R2としては、水素原子、炭素数10以下のアルキル基が好ましい。アルキル基の炭素数としては、1~6が好ましく、1~3がより好ましい。
Xとしては、単結合又は炭素数30以下の脂肪族アルキル鎖が好ましい。脂肪族アルキル鎖の炭素数としては、10以下が好ましく、1~6が好ましく、2~4がより好ましい。
【0026】
式(i)で表される構造単位の分子量は、2000以上であることが好ましい。分子量が2000以上であると、紫外線吸収剤の劣化抑制効果が向上する。これは、紫外線吸収層30内に留まる分子が多くなり、充分な劣化抑制効果が得られるためであると考えられる。
式(i)で表される構造単位の分子量の上限値は特に限定されないが、例えば10万以上程度とできる。

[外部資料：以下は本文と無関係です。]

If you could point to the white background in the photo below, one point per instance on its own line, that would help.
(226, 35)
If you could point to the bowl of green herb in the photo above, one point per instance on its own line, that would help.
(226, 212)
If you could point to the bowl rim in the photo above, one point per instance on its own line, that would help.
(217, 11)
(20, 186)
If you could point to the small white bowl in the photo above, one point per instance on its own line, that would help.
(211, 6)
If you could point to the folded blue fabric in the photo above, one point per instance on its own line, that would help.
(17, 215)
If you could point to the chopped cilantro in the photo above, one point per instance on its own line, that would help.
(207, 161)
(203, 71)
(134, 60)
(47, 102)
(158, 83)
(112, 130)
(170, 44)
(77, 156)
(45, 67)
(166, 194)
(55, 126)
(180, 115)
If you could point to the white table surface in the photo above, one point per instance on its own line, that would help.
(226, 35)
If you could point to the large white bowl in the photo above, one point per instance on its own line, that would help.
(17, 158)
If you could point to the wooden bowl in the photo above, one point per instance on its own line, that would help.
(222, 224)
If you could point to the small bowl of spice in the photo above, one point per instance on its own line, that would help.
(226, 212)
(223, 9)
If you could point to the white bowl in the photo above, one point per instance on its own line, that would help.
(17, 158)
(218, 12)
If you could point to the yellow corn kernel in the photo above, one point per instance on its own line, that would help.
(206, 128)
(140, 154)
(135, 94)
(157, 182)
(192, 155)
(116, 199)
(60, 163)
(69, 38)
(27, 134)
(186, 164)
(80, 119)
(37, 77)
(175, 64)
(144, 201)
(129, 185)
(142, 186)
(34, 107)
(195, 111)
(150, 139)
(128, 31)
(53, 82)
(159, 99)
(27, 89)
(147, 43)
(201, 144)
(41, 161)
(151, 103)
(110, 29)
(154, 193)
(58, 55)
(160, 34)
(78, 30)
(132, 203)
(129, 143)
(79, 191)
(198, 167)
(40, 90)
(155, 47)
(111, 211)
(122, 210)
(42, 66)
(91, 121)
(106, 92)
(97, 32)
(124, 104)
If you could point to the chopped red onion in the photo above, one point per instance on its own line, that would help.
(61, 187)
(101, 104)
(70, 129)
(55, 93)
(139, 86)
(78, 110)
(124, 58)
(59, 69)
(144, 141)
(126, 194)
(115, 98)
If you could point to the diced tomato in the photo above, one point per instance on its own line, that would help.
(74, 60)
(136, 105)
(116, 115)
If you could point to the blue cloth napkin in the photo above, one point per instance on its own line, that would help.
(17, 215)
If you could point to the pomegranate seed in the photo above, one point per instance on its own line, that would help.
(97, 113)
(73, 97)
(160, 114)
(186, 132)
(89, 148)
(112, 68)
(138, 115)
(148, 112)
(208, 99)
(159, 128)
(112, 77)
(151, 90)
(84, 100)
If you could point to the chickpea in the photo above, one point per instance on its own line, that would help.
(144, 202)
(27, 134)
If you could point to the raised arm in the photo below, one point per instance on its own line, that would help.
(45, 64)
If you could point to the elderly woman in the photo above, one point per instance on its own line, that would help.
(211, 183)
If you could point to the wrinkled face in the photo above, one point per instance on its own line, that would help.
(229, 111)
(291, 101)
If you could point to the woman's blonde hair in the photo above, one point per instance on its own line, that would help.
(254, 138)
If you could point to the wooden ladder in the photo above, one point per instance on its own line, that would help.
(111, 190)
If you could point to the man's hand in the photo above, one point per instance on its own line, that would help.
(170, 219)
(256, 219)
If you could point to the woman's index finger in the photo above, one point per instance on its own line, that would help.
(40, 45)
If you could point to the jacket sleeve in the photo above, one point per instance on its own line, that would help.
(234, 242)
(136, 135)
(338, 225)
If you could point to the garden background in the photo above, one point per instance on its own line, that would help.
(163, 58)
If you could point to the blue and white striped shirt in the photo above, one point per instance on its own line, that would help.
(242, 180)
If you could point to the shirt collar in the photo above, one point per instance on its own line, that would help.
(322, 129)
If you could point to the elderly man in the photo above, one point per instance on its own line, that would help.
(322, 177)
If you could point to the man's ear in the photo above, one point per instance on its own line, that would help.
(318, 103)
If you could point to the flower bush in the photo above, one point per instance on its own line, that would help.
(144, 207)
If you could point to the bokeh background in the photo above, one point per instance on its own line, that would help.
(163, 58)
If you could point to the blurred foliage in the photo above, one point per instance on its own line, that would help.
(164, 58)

本明細書において、「分子量」とは、ゲル浸透クロマトグラフィー(GPC)でポリスチレンを標準物質として測定される「質量平均分子量」を意味する。
【0027】
共重合体に係る繰り返し単位としては、例えば、(メタ)アクリレート系繰り返し単位、オレフィン系繰り返し単位、ハロゲン原子含有繰り返し単位、スチレン系繰り返し単位、酢酸ビニル系繰り返し単位、ビニルアルコール系繰り返し単位等が挙げられる。
【0028】
(メタ)アクリレート系繰り返し単位としては、例えば、直鎖または分岐アルキル基を側鎖に有する(メタ)アクリレート系モノマー由来の繰り返し単位、水酸基を側鎖に有する(メタ)アクリレート系モノマー由来の繰り返し単位等が挙げられる。
【0029】
上記直鎖または分岐アルキル基を側鎖に有する(メタ)アクリレート系モノマー由来の繰り返し単位としては、例えば、(メタ)アクリル酸メチル、(メタ)アクリル酸エチル、(メタ)アクリル酸プロピル、(メタ)アクリル酸イソプロピル、(メタ)アクリル酸ブチル、(メタ)アクリル酸イソブチル、(メタ)アクリル酸s-ブチル、(メタ)アクリル酸t-ブチル、(メタ)アクリル酸ペンチル、(メタ)アクリル酸ヘキシル、(メタ)アクリル酸ヘプチル、(メタ)アクリル酸オクチル、(メタ)アクリル酸イソオクチル、(メタ)アクリル酸2-エチルヘキシル、(メタ)アクリル酸ノニル、(メタ)アクリル酸イソノニル、(メタ)アクリル酸デシル、(メタ)アクリル酸イソデシル、(メタ)アクリル酸ウンデシル、(メタ)アクリル酸ドデシル、(メタ)アクリル酸トリデシル、(メタ)アクリル酸テトラデシル、(メタ)アクリル酸ミリスチル、(メタ)アクリル酸ペンタデシル、(メタ)アクリル酸ヘキサデシル、(メタ)アクリル酸ヘプタデシル、(メタ)アクリル酸オクタデシル等のモノマー由来成分が挙げられる。これらは単独でまたは2種以上併用してもよい。上記の中でも炭素数が1以上4以下の直鎖または分岐アルキル基を側鎖に有する(メタ)アクリレート系繰り返し単位を好適に用いることができる。
【0030】
上記水酸基を側鎖に有する(メタ)アクリル系モノマー由来の繰り返し単位としては、例えば、(メタ)アクリル酸2-ヒドロキシエチル、(メタ)アクリル酸2-ヒドロキシプロピル、(メタ)アクリル酸4-ヒドロキシブチル、(メタ)アクリル酸6-ヒドロキシヘキシル、(メタ)アクリル酸ヒドロキシフェニル等のモノマー由来成分が挙げられる。これらは単独で用いても良く、2種以上を組み合わせて用いてもよい。
【0031】
オレフィン系繰り返し単位としては、例えば、エチレン、プロピレン、イソプレン、ブタジエン等のオレフィン系モノマー由来成分が挙げられる。これらは単独で用いてもよく、2種以上を組み合わせて用いてもよい。
【0032】
ハロゲン原子含有繰り返し単位としては、例えば、塩化ビニル、塩化ビニリデン等のモノマー由来成分が挙げられる。これらは単独で用いてもよく、2種以上を組み合わせて用いてもよい。
【0033】
スチレン系繰り返し単位としては、例えば、スチレン、α-メチルスチレン、ビニルトルエン等のスチレン系モノマー由来成分が挙げられる。これらは単独で用いてもよく、2種以上を組み合わせて用いてもよい。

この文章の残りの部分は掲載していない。